Friday, July 22, 2016

yobisute 呼び捨て

WIP: this article is incomplete and might change in the unforeseeable future.
In Japanese, yobisute 呼び捨て means calling someone without a honorific suffix after their names.

For example, if there's someone called Tarou 太郎, people normally call him: Tarou-san 太郎さん, with the san さん honorific. If you call him by just his name, Tarou 太郎, then that's yobisute.

Usage

The yobisute is the opposite of using honorifics. It's a sign of informality, which can mean mean either of the two following things:
  1. Two people have a close, friendly relationship, and they don't care about using honorifics.
  2. One person is being rude by not addressing the other person with a honorific.

In either case, it's important to bear in mind that the default is using a honorific. This yobisute stuff is out of the ordinary, despite being overwhelmingly common in anime.

Sometimes you may see a sentence like this:
  • yobisute de ii
    呼び捨てでいい
    "Without honorific" is fine.

When a character has just been called with a honorific by another character. The sentence above just means they want to skip formalities, or maybe they don't care about honorifics, or maybe personally don't like all these stiff formalities, and so on.

Generally, yobisute refers to not using the san さん honorific, as it's the most normal honorific, but it can mean not using other honorifics, too, like sama.

For example, imagine two characters are close to each other, and they don't use honorifics, but one of them happens to be a Very Important Person somewhere, and everybody there calls that character with sama 様 given their importance.

Then, when these two characters go to that place, everybody finds it weird that this random dude is calling the Very Important Person without honorifics, and demand him to use sama 様 and refer to her with respect. (see: Mayoi-sama from Gyakuten Saiban 逆転裁判, Ace Attorney.)

In either case, the verb tsukeru 付ける, "to attach," means to use a honorific, literally by attaching it to the name.
  • chanto "san" tsukete ne
    ちゃんと「さん」付けてね
    Attach "san" properly, okay?
    Make sure to use "san" properly, okay?

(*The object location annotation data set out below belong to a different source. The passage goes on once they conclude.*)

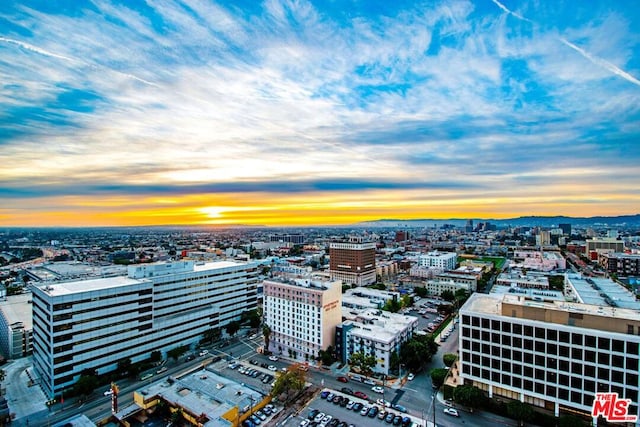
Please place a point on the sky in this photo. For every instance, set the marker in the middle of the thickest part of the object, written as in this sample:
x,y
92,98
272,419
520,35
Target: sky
x,y
316,113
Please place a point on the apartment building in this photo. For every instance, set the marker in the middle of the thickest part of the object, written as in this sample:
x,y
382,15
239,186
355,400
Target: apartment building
x,y
93,324
443,260
375,332
302,314
620,264
555,355
353,262
16,326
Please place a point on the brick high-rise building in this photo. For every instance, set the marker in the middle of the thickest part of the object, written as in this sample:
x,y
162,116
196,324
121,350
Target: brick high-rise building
x,y
353,262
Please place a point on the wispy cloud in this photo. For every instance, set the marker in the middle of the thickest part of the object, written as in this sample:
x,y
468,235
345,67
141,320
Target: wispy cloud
x,y
384,102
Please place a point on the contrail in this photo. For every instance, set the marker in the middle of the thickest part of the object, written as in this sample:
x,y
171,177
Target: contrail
x,y
593,59
44,52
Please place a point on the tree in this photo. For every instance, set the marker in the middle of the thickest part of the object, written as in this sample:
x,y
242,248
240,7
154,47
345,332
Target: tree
x,y
449,358
364,362
438,376
232,327
211,335
519,411
289,382
266,333
468,395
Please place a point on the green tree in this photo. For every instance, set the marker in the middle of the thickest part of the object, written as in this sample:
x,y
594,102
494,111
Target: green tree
x,y
85,385
468,395
232,327
519,411
266,333
364,362
438,376
449,358
211,335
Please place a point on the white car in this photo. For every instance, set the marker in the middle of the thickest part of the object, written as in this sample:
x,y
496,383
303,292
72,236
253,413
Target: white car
x,y
451,411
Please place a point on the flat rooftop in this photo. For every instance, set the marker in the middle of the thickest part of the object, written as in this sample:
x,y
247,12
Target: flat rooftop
x,y
74,287
492,304
205,392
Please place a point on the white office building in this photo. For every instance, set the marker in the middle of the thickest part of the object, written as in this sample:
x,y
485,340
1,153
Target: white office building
x,y
555,355
302,314
93,324
443,260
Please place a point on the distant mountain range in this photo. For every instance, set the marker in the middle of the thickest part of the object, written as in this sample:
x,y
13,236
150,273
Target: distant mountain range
x,y
530,221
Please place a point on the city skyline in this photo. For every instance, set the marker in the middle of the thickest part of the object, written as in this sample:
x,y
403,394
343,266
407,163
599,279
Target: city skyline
x,y
301,113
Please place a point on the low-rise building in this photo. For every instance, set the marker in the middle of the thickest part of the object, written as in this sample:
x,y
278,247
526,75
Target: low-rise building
x,y
374,332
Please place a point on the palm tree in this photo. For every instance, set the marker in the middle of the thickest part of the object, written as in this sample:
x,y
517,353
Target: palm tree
x,y
266,332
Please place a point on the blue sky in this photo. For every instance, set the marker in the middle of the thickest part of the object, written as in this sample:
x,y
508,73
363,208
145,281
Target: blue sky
x,y
327,112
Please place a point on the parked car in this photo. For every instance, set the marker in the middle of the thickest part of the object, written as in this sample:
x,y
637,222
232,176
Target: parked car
x,y
451,411
361,395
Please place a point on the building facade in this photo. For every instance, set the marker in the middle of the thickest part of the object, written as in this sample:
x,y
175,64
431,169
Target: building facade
x,y
444,260
353,262
93,324
302,314
554,355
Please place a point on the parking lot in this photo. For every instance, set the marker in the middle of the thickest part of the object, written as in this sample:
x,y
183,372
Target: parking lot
x,y
345,410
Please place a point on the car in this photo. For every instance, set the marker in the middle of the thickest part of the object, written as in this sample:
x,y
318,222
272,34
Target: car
x,y
383,403
399,408
361,395
451,411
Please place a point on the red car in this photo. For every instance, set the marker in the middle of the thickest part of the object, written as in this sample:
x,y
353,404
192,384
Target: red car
x,y
361,395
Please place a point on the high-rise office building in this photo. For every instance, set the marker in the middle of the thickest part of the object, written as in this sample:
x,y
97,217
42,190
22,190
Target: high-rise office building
x,y
93,324
353,262
302,314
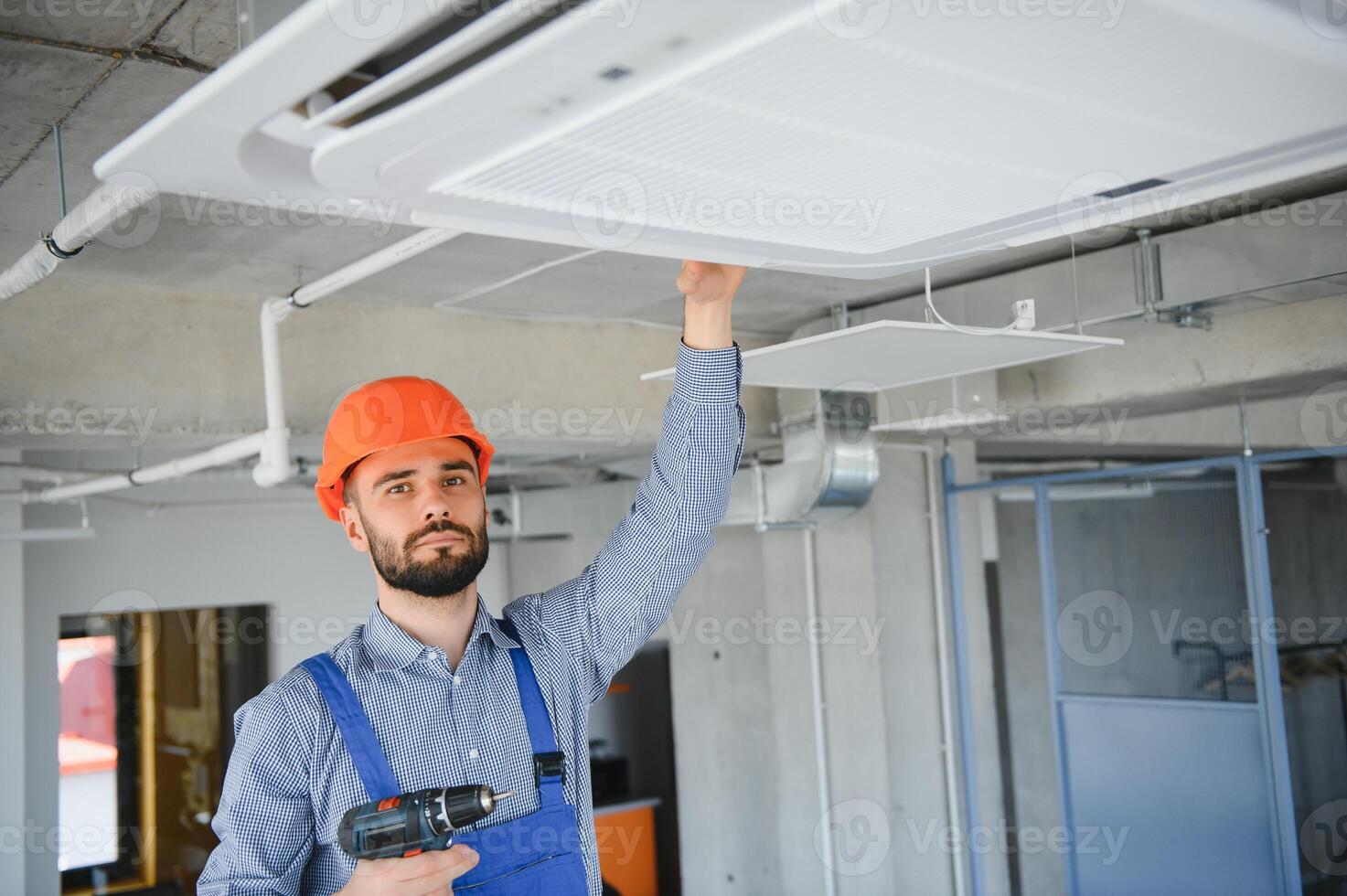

The phrases san-dzuke さん付け, sama-dzuke 様付け, and so on would refer to the opposite: calling someone with the san, sama suffix, and so on.

Parents and Children

Some parents don't use honorific suffixes toward their own children. That's because every possible honorific either sounds embarrassing or outright wrong, so the only good choice is not using honorifics at all.

First, san さん and sama 様 imply an equal or inferior relationship to your own child, which doesn't make sense. To begin with, they're younger than you, so even strictly be seniority they're inferior to you, not equal or superior.

Next, chan ちゃん and kun くん are often used toward children, but they're normally used toward other people's children, as a way to add a minimum level of formality between you and somebody else's family.

Since that's not the case with your own family, it doesn't make sense to use those honorifics.